SAML/SSO Integration
Panther offers SAML integration, which allows users to login via SSO providers like OneLogin, Okta, or others.
Follow these step-by-step guides to enable SAML integration with one of the following:
SAML - Security Assertion Markup Language - an open standard for exchanging authentication credentials
SSO - Single Sign-On - a central hub which allows users to share one login session with multiple services - in this context, synonymous with a SAML IdP
IdP - Identity Provider - the system which provides authentication credentials: OneLogin, Okta, or others
SP - Service Provider - the system which receives authentication credentials: in this case, Panther Enterprise
SP-initiated login flow - Panther will show a special link on the login page which, when clicked, will redirect to the IdP for login
Auto-provisioning - Panther SAML accounts are created on the first login; they do not need to be created in advance
Role integration - A single Panther Role of your choice is assigned to SAML users by default, and you can change user roles after their first login
Standard password-based logins are still supported after you enable SAML integration - users can be created and authorized in either flow.

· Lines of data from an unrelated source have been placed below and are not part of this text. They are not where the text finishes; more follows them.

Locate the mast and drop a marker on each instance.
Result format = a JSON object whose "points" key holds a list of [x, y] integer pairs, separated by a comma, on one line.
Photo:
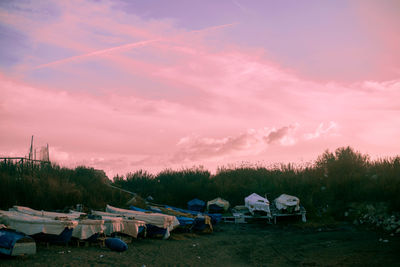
{"points": [[31, 149]]}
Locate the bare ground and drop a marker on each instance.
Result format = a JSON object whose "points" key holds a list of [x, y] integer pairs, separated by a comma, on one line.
{"points": [[257, 244]]}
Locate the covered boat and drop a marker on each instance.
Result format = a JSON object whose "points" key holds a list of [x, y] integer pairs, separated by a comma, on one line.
{"points": [[84, 227], [217, 205], [163, 223], [257, 204], [13, 243], [189, 221], [57, 230], [287, 203], [116, 223]]}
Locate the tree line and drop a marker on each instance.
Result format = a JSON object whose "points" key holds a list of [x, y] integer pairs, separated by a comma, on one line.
{"points": [[334, 181]]}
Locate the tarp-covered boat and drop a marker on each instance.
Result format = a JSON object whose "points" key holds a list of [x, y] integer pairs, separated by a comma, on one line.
{"points": [[165, 223], [190, 221], [84, 229], [116, 223], [58, 230], [256, 203], [287, 203], [217, 205]]}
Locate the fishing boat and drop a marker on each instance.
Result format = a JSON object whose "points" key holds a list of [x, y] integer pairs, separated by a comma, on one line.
{"points": [[156, 224]]}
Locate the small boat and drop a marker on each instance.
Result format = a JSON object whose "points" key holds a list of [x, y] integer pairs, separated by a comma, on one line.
{"points": [[115, 223], [84, 229], [13, 243], [157, 224], [41, 228]]}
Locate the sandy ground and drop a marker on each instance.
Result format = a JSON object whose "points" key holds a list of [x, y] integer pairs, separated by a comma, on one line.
{"points": [[257, 244]]}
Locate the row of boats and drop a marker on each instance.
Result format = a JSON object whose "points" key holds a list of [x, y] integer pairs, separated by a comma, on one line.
{"points": [[21, 226]]}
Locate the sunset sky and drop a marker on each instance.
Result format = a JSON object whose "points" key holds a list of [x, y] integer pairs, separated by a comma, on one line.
{"points": [[128, 85]]}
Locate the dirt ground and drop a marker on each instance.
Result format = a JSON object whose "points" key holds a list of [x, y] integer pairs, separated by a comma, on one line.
{"points": [[255, 244]]}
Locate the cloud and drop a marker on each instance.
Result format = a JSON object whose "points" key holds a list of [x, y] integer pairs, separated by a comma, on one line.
{"points": [[321, 131], [283, 135], [194, 147]]}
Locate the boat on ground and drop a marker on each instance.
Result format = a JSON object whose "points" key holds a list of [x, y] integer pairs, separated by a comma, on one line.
{"points": [[157, 224]]}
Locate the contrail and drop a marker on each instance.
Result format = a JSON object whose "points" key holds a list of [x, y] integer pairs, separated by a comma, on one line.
{"points": [[214, 28], [121, 47], [95, 53]]}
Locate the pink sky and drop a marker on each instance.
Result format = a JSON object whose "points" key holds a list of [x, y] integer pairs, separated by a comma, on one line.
{"points": [[128, 85]]}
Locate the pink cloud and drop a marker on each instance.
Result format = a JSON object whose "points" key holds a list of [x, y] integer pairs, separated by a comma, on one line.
{"points": [[176, 101]]}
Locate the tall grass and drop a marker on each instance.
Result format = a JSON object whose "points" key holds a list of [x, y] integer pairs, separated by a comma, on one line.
{"points": [[49, 187], [331, 184]]}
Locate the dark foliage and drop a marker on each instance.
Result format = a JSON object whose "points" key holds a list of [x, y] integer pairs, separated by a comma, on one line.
{"points": [[331, 184], [49, 187]]}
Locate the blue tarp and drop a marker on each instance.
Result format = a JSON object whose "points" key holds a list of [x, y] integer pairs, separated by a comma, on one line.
{"points": [[8, 238], [64, 237], [215, 217], [196, 205]]}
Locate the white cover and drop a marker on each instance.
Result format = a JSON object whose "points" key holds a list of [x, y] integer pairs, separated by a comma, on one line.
{"points": [[84, 229], [31, 225], [284, 201], [47, 214], [129, 226], [256, 202], [160, 220]]}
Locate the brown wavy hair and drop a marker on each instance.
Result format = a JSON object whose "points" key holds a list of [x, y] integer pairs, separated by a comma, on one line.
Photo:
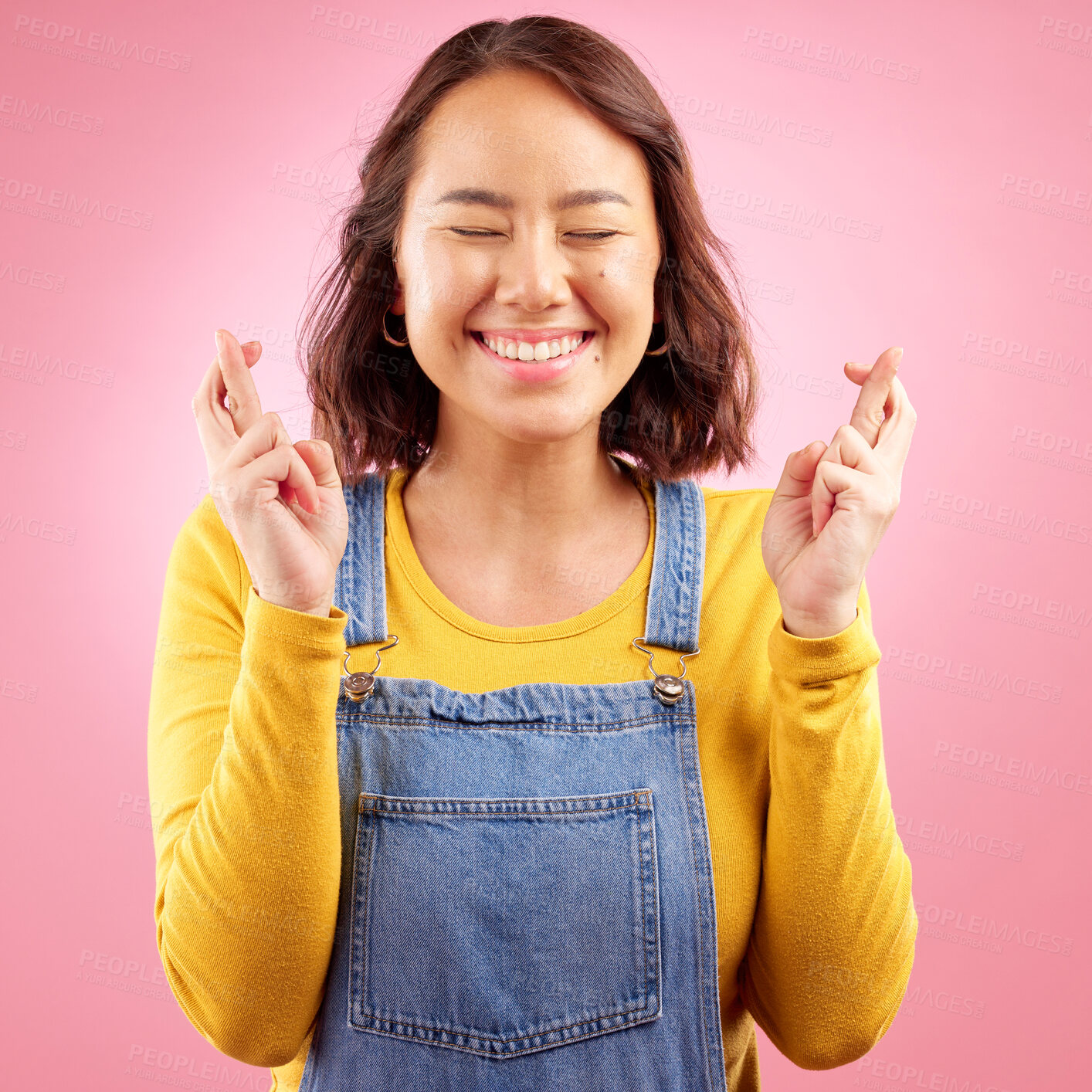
{"points": [[680, 415]]}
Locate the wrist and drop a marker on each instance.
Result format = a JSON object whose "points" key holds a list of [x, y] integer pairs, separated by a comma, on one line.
{"points": [[815, 627], [319, 607]]}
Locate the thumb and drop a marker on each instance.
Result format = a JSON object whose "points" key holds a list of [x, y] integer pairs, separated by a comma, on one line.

Panther does not support the following:
IdP-initiated login flow - Users cannot login from OneLogin or Okta directly, they must navigate to the Panther login page first
SCIM - Users deleted from the IdP are not automatically deleted from Panther (they just can't login anymore)
Attribute mapping - Panther roles cannot be assigned via SAML attributes
These limitations stem from Amazon Cognito, the user management service Panther is built on.